For the past one week, I have been trying to learn more about Automorphism groups of different groups. Very recently one of my friend asked this question to me:

• What is the Autmorphism group of $(\mathbb{Q}^{\ast},\times)$. In short, what is $\text{Aut}(\mathbb{Q}^{\ast})$?

I emailed couple of friends and got the answer as:

• $\text{Aut}(\mathbb{Q}^{\ast})$ is isomorphic to the automorphism group of a free abelian group of countable rank. In particular, it will contain $\text{GL}(n,\mathbb{Z})$ for all $n$.

My question would be :

• Can we realize $\text{SL}_{n}(\mathbb{Z})$ to be the automorphism group of some group?

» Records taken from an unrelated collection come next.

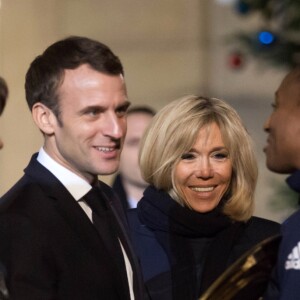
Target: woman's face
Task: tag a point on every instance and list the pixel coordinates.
(203, 173)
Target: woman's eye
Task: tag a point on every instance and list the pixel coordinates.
(220, 155)
(187, 156)
(274, 106)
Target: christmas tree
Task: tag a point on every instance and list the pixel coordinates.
(277, 41)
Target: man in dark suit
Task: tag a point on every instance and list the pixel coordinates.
(3, 99)
(54, 242)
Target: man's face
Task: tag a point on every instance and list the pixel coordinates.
(283, 127)
(93, 109)
(129, 167)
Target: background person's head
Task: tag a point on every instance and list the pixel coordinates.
(3, 99)
(138, 119)
(283, 127)
(174, 132)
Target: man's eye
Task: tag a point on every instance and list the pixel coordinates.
(121, 113)
(187, 156)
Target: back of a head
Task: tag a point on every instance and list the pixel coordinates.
(46, 72)
(3, 94)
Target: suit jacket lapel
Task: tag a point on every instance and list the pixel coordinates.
(66, 206)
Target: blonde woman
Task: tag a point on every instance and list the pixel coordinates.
(195, 218)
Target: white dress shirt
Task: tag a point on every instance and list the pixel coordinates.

• Are there groups which are which are "very difficult" to be realized as the Automorphism group of a certain group.

So suppose someone comes and asks me: Is $S_{3}$ or $\text{GL}_{2}(\mathbb{Z})$ the Automorphism group of some group, then how can i answer the question. I am particularly interested in seeing how to think for a solution.

Answer 1

This doesn't quite answer your question, but Bumagin and Wise proved every countable group is the outer automorphism group of a finitely generated group.

Answer 2

Another not quite answer: In the beautiful paper

Automorphism groups of polycyclic by finite groups and arithmetic groups, (with F. Grunewald), Publ. Math. IHES 104 (2006), no. 1

the authors show that in any cases the automorphism groups of polyciclic-by-finite groups are "arithmetic" (basically subgroups of $SL(n, \mathbb{Z})$ (results of this sort have actually been know for quite a while for narrower classes of groups -- check the references of the paper).